Stadia wont require a $500 investment in the highest-end Xbox or PlayStation consoles to play popular games at the highest possible quality, but it will require a powerful internet connection. Streaming at 4K will require at least 35 Mbps download speed and consume about 15 gigabytes of data per hour.
While digital purchases are nothing new in the gaming industry, the idea of only being able to access your games with an internet connection is sure to push some gamers away from building a large library with Stadia.
Owning an Xbox will give players the choice to play their games offline at home, or to stream them using Project xCloud.
Microsoft will let players use their own Xbox as a cloud gaming device for free using Microsoft's streaming technology Project xCloud. What that means is, you'll be able to stream gameplay from an Xbox console to your own phone, PC, or tablet, no additional services required.

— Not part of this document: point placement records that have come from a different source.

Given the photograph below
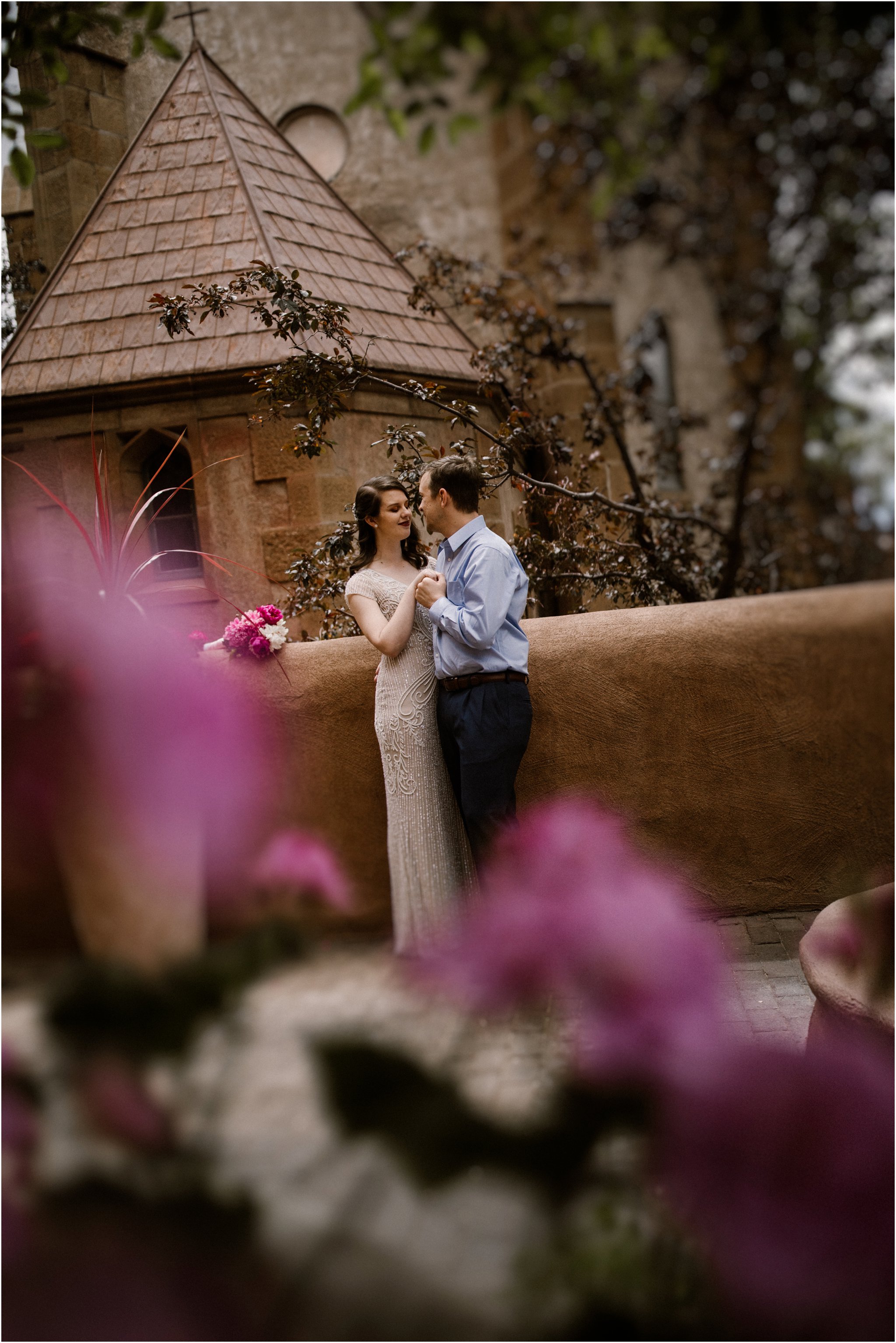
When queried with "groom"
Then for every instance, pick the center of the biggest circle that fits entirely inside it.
(476, 601)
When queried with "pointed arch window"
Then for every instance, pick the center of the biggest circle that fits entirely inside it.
(652, 352)
(174, 529)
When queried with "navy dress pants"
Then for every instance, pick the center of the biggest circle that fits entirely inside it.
(484, 734)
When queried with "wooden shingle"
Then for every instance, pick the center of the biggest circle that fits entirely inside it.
(207, 187)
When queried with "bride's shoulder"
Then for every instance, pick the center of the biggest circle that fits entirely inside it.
(360, 585)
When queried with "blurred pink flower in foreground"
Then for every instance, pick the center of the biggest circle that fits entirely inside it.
(571, 911)
(104, 703)
(782, 1165)
(299, 863)
(119, 1105)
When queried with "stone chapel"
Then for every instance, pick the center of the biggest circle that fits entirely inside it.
(207, 187)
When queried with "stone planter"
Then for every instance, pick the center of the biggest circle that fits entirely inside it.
(843, 981)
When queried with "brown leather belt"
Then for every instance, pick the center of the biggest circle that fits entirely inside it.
(465, 683)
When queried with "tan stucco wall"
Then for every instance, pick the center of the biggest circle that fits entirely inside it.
(751, 739)
(257, 509)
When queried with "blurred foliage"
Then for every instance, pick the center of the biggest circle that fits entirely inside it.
(751, 139)
(102, 1005)
(46, 33)
(614, 1266)
(438, 1136)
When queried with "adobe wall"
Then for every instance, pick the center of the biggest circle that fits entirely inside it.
(257, 504)
(751, 739)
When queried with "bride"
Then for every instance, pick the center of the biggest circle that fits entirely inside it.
(429, 853)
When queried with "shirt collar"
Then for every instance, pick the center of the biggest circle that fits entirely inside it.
(453, 543)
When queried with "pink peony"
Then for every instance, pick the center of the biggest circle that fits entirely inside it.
(170, 748)
(238, 635)
(300, 863)
(571, 911)
(119, 1105)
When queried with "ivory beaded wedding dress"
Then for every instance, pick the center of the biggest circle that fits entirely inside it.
(429, 853)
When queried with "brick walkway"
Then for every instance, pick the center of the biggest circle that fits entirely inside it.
(769, 994)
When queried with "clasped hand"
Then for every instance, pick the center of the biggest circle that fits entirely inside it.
(430, 587)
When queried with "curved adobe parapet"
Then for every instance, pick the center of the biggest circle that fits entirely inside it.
(751, 739)
(843, 957)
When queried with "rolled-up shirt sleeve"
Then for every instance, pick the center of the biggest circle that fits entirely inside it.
(490, 585)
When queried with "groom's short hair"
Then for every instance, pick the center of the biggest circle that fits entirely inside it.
(461, 479)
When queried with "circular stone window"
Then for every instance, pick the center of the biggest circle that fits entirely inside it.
(320, 137)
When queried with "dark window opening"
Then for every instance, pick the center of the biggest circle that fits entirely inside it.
(174, 531)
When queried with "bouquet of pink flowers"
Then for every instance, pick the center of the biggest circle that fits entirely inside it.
(261, 633)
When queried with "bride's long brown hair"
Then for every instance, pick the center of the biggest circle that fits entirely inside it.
(367, 504)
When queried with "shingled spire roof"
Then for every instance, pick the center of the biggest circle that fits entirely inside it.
(207, 187)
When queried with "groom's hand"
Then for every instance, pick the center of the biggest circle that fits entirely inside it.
(430, 587)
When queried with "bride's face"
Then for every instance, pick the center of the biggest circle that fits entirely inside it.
(394, 519)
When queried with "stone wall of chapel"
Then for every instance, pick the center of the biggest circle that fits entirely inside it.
(256, 503)
(289, 56)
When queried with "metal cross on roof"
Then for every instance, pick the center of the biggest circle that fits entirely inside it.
(192, 15)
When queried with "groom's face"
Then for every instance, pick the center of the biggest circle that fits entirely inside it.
(432, 505)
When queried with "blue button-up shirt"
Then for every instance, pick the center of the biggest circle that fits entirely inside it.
(476, 628)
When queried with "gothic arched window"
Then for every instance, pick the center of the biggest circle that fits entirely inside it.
(653, 355)
(174, 528)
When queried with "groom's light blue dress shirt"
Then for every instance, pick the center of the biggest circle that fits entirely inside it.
(476, 628)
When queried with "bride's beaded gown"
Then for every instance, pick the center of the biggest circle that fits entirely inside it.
(427, 848)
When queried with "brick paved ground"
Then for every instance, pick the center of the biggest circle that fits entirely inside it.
(769, 992)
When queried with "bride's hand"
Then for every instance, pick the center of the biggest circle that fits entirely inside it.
(430, 587)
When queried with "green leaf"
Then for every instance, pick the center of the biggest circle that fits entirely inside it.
(460, 125)
(164, 47)
(23, 168)
(397, 121)
(46, 140)
(473, 43)
(155, 17)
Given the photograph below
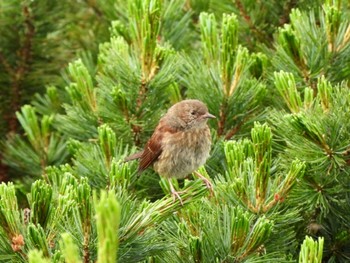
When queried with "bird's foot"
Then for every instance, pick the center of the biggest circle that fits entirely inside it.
(174, 193)
(207, 182)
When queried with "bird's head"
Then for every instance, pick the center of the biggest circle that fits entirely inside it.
(189, 114)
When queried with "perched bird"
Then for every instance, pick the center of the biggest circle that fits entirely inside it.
(180, 144)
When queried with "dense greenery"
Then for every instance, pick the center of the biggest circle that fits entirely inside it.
(275, 73)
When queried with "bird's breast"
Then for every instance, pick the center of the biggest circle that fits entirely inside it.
(183, 152)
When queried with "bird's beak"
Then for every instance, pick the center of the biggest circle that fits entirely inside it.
(209, 116)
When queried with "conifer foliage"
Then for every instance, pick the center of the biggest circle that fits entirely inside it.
(281, 144)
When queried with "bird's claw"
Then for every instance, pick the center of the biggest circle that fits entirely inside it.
(207, 182)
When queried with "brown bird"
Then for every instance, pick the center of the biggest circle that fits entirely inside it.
(180, 144)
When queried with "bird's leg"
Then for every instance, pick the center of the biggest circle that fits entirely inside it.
(173, 192)
(206, 181)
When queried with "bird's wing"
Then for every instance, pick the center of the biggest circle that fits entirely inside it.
(153, 147)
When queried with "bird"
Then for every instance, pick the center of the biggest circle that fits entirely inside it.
(180, 143)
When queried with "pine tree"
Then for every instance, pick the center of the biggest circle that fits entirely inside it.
(280, 158)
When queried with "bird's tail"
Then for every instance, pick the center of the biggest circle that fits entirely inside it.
(133, 156)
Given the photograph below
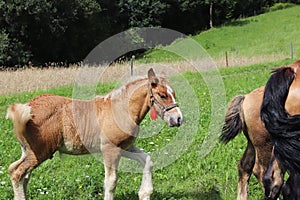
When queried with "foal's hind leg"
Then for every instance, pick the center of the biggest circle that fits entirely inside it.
(111, 155)
(20, 173)
(245, 168)
(146, 188)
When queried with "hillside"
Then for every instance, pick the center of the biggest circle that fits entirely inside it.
(267, 35)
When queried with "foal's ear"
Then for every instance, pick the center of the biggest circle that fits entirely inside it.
(152, 78)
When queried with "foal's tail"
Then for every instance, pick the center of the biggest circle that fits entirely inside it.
(20, 114)
(283, 128)
(234, 119)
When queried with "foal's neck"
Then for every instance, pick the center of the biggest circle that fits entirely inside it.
(137, 99)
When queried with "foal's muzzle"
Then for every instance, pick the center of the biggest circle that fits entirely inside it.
(174, 118)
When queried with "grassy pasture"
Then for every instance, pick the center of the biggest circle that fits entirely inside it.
(265, 37)
(189, 177)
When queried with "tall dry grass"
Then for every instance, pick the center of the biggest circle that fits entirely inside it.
(31, 79)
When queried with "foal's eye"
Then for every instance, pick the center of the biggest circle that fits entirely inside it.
(162, 96)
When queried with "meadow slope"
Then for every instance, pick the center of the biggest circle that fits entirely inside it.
(188, 177)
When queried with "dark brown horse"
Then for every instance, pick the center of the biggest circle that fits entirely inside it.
(243, 114)
(280, 112)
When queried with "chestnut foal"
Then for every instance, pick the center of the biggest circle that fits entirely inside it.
(109, 124)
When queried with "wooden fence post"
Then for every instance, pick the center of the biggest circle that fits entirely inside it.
(291, 50)
(226, 55)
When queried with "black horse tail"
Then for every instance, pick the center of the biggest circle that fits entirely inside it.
(284, 129)
(234, 119)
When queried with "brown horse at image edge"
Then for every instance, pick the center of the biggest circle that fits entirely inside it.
(243, 114)
(280, 112)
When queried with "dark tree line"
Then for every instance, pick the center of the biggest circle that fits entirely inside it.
(41, 31)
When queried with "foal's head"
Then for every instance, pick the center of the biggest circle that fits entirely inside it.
(162, 100)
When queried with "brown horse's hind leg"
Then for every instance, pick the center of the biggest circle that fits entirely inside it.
(245, 168)
(111, 156)
(146, 188)
(20, 173)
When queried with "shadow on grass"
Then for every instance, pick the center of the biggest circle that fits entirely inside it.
(238, 22)
(212, 194)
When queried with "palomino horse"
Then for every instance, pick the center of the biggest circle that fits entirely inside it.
(243, 114)
(109, 124)
(280, 112)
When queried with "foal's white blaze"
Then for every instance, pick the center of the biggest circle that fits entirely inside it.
(170, 92)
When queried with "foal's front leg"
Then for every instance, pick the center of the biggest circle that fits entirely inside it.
(111, 157)
(146, 188)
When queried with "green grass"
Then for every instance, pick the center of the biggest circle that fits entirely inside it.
(269, 34)
(188, 177)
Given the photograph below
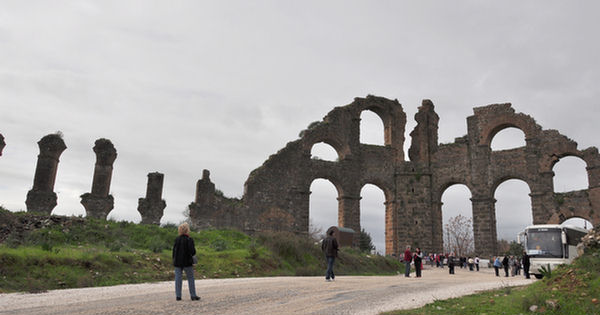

Though Microsoft has developed its own streaming technology called Project xCloud, which doesn't require the use of a console to act as a hub, the company has chosen to keep the Xbox at the core of its gaming platform.
People without an Xbox will also be able to subscribe to Project xCloud, though the price hasn't been confirmed. Project xCloud users will be able to access the massive Xbox Game Pass catalog and their own Xbox games without investing in a separate library of games.
Though Microsoft hasn't released Project xCloud to the public just yet, the service will also be able to stream games to phones and computers and is scheduled for a public beta later this summer.
Stadia, Apple Arcade and Project xCloud are all flexible services that will make it easier for people to access high quality games.
Increased accessibility is the greatest improvement offered by next-generation video game technology. Games on Apple Arcade, Stadia, and Project xCloud will be playable on phones, TVs and tablets, greatly reducing the barrier to entry for high-quality gaming.
The longterm success of cloud gaming services will be largely dependent on two questions – will casual gamers will be willing to try more games once they're easier to access? And can hardcore gamers trust a streaming service enough to give up on their consoles?
Microsoft is ahead of the curve as the video game industry prepares for its next phase, but there's more competition than ever.
With the new Xbox and PlayStation consoles expected to arrive during the 2020 holiday season, Stadia and Apple Arcade will have at least a year to find their audiences For now, Microsoft seems to have an ideal balance between forward looking technology, traditional hardware, exclusive games, and quality subscription services.
The video game industry is constantly evolving – the landscape has undergone major changes since the Xbox was first released in 2001 and Microsoft has done well to adapt and secure its place in the industry. Apple and Google will have to make major strides to compete with Microsoft, Sony, and Nintendo, but there's no shortage of gamers looking forward to the next big thing.